Joseph L. Mankiewicz provoca de novo o desespero de Greene na adaptação de O Americano Tranquilo, em 1958. A solução do realizador foi considerada pelo escritor como a pior adaptação alguma vez feita de uma obra sua. Com efeito Mankiewicz, ao fazer do jornalista, Fowler, o vilão, feriu de morte o autor que se reconhecia na pele desta personagem.

James Cagney, o actor, assinou em 1957 a sua única realização com Short Cut To Hell, baseado na novela A Gun For Sale, que já havia dado outro filme em 1942, This Gun For Hire (Aluga-me essa Arma), de Frank Tuttle.

George Cukor, em 1972, e Otto Preminger em 1980, adaptaram, respectivamente, Viagens com a Minha Tia e O Factor Humano. Mais uma vez, será preciso dizê-lo (?), Greene não gostou das adaptações. Este, seria o último filme de Preminger, que morreu pouco depois. O escritor, com a verbosidade que lhe era peculiar, terá afirmado que, graças a Deus, Preminger não voltaria a adaptar obras suas. Polémico, como sempre.

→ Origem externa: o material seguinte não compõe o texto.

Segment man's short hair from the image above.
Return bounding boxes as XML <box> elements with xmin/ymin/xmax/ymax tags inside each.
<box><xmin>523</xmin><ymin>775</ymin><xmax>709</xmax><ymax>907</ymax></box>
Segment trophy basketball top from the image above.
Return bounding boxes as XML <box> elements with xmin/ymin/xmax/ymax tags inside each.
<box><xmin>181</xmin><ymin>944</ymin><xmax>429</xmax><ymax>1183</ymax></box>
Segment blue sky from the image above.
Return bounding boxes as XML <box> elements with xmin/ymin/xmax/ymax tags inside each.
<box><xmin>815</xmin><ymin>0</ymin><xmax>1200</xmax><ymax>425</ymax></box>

A última adaptação de Greene data de 1999. Pela segunda vez O Fim da Aventura (na foto) chegou ao grande écran. Depois do filme de Edward Dmytryk, de 1955, com Deborah Kerr e Van Johnson nos principais papéis, coube agora a Ralph Fiennes e Julianne Moore, pela mão de Neil Jordan, protagonizarem a novela mais autobiográfica do escritor. Uma realização de pulso para uma história de amor impossível, porque proibido pelo Céu. O clássico triângulo amoroso, marido, mulher e amante, tem aqui um quarto elemento determinante: Deus. Quem não o viu no S. Tiago perdeu um belo momento de cinema.

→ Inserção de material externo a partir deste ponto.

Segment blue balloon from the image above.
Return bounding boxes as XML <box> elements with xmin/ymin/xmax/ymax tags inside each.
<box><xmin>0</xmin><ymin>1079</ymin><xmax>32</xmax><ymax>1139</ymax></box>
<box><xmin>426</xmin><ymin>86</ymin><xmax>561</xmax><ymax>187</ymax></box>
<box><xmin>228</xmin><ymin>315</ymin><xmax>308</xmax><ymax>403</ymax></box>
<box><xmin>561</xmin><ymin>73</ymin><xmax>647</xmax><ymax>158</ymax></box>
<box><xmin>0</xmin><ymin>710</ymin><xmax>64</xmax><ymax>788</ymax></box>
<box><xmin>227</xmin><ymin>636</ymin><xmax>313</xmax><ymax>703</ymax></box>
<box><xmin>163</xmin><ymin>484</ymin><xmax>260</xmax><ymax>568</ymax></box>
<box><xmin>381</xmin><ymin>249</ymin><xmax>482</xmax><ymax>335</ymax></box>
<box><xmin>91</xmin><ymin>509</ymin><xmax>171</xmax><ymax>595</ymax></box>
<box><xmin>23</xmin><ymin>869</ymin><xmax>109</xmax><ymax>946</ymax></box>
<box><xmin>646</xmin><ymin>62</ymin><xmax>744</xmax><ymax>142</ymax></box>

Graham Greene morreu em 1991, na Suíça. Em 1973 foi actor na fita da François Truffaut, A Noite Americana. Em 1952 produziu The Stranger’s Hand, de Mario Soldati. A sua ligação ao cinema foi total, mesmo quando, com a sua especial loquacidade, afirmou que podem considerar-se felizes todos os escritores que morreram a tempo de não verem a mutilação que o cinema fez às suas obras. Grande Greene!